Wow, the information you have provided is invaluable at this point uptown and emeral! I am retracing every instance that I can think of and comparing that to what you have said and information from bpdfamily.com that I am reading. Scary and bringing things into perspective at the same time. I have been wondering why there are so many double standards with her and in reading that they very often times "make the rules, and then break the rules" things are starting to sink in and making sense. Before I wrote this post, I was completely lost in this situation and feeling very helpless to say the least. That gives me piece of mind and allows me to stop feeling that I was at fault for a great deal. Still though I am so deeply sadened that she fits every single warning sign or trait for this disease.

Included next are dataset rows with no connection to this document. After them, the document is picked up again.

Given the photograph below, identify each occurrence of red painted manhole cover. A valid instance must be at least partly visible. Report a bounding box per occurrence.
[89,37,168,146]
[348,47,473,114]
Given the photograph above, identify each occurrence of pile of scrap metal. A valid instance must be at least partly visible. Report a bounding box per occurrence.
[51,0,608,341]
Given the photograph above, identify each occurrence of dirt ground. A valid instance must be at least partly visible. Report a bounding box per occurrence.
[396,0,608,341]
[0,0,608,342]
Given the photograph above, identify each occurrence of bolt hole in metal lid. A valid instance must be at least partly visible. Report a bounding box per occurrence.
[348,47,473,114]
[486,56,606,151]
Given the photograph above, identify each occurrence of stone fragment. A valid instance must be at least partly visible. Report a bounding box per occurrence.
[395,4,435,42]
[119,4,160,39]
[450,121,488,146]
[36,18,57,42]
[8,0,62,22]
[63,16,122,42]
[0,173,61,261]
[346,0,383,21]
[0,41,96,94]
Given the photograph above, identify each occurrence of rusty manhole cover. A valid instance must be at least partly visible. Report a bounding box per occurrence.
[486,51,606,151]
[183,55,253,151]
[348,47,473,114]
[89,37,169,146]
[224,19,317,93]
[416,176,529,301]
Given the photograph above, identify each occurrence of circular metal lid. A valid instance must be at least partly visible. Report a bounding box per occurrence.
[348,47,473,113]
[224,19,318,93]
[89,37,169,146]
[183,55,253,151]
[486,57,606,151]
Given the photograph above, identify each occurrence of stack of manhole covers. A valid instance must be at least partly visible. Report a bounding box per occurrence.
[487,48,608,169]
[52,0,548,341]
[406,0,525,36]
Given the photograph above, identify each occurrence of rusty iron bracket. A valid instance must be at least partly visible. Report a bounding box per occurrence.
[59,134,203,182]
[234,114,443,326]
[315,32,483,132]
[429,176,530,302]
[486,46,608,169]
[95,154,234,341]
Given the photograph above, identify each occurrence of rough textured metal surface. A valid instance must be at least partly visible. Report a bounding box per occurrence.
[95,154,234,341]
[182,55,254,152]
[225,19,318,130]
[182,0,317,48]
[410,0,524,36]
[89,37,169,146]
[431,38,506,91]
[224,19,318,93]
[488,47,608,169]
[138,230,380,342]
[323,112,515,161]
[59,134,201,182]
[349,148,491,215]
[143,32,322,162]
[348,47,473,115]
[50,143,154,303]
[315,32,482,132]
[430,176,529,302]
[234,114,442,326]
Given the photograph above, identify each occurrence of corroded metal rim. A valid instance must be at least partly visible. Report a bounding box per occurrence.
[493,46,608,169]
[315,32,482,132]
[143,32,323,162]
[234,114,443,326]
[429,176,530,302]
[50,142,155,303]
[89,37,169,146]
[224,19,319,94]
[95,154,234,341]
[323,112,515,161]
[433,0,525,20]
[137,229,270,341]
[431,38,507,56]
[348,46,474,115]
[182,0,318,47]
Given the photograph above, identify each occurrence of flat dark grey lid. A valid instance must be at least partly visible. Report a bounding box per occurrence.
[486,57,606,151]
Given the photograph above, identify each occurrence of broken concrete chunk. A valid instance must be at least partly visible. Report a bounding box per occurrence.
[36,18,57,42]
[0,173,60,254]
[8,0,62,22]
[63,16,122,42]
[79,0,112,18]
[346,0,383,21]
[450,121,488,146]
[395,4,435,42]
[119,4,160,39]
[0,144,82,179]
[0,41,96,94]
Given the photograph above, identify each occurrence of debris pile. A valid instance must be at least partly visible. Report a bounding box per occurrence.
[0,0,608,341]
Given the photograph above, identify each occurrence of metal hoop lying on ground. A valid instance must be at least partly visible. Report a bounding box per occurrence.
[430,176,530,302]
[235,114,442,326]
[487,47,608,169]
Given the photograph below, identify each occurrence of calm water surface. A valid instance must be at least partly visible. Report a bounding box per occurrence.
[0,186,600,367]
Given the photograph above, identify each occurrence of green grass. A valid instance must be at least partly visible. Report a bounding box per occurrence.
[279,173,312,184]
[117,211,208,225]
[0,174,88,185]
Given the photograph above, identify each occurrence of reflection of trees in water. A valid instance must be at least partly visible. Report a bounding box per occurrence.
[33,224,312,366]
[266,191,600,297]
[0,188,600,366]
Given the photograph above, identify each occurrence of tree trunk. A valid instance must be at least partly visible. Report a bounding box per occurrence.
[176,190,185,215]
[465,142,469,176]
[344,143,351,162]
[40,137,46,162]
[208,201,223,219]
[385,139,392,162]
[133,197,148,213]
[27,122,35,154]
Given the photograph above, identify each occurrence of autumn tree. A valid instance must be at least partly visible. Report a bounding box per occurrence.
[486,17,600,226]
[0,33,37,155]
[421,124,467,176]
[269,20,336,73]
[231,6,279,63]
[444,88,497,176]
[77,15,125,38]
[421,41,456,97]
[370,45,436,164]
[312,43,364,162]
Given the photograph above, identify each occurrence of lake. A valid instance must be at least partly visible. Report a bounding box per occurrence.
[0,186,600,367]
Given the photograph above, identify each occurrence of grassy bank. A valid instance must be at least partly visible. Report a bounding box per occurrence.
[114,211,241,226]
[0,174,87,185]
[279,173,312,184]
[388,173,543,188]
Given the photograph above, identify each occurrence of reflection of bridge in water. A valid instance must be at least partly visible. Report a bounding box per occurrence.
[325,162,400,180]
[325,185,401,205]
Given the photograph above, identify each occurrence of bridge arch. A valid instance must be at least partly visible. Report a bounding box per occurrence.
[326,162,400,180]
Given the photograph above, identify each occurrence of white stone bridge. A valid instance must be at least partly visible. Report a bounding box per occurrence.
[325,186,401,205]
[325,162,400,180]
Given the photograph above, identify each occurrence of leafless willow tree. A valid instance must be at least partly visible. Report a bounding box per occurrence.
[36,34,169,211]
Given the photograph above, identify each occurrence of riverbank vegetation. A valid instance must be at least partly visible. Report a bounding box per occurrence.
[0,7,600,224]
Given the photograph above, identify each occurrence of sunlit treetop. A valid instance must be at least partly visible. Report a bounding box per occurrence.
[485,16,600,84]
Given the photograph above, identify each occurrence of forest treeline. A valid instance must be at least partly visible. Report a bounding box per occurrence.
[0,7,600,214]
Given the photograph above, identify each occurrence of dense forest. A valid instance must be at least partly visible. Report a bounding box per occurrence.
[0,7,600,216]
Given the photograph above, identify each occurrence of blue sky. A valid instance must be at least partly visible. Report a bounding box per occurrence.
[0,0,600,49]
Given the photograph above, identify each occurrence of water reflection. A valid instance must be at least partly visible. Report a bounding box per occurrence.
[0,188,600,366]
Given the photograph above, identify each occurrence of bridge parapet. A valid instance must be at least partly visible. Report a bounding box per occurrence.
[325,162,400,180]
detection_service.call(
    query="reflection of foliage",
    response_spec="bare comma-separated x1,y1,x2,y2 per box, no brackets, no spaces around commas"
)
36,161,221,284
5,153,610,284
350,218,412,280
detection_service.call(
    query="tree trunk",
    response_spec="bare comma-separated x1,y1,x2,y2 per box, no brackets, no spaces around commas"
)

It is hard for me to know that she is such a beautiful person, inside and out, that I truly had an undying love for her but also that there is a side to her that I have seen all too much but did not fully understand until this point  

Very sad though that this has happened and to you yourself uptown. It is very difficult at this point to comprehend that everything good in the relationship at this point could be described as an illusion to the inevitable truth that I now know. 

With what you have helped me with thus far, I cannot thank you enough and I will continue to research and now focus on fixing my own issues and do everything in my power to make sure that she gets the help that she needs.....after all, with a daughter in common, this is a person that I will see for the rest of my life and her personal well being is truly important to me. There are different forms of love and the type I have felt up to this point must change but not disappear altogether to make sure that she is well at some point. 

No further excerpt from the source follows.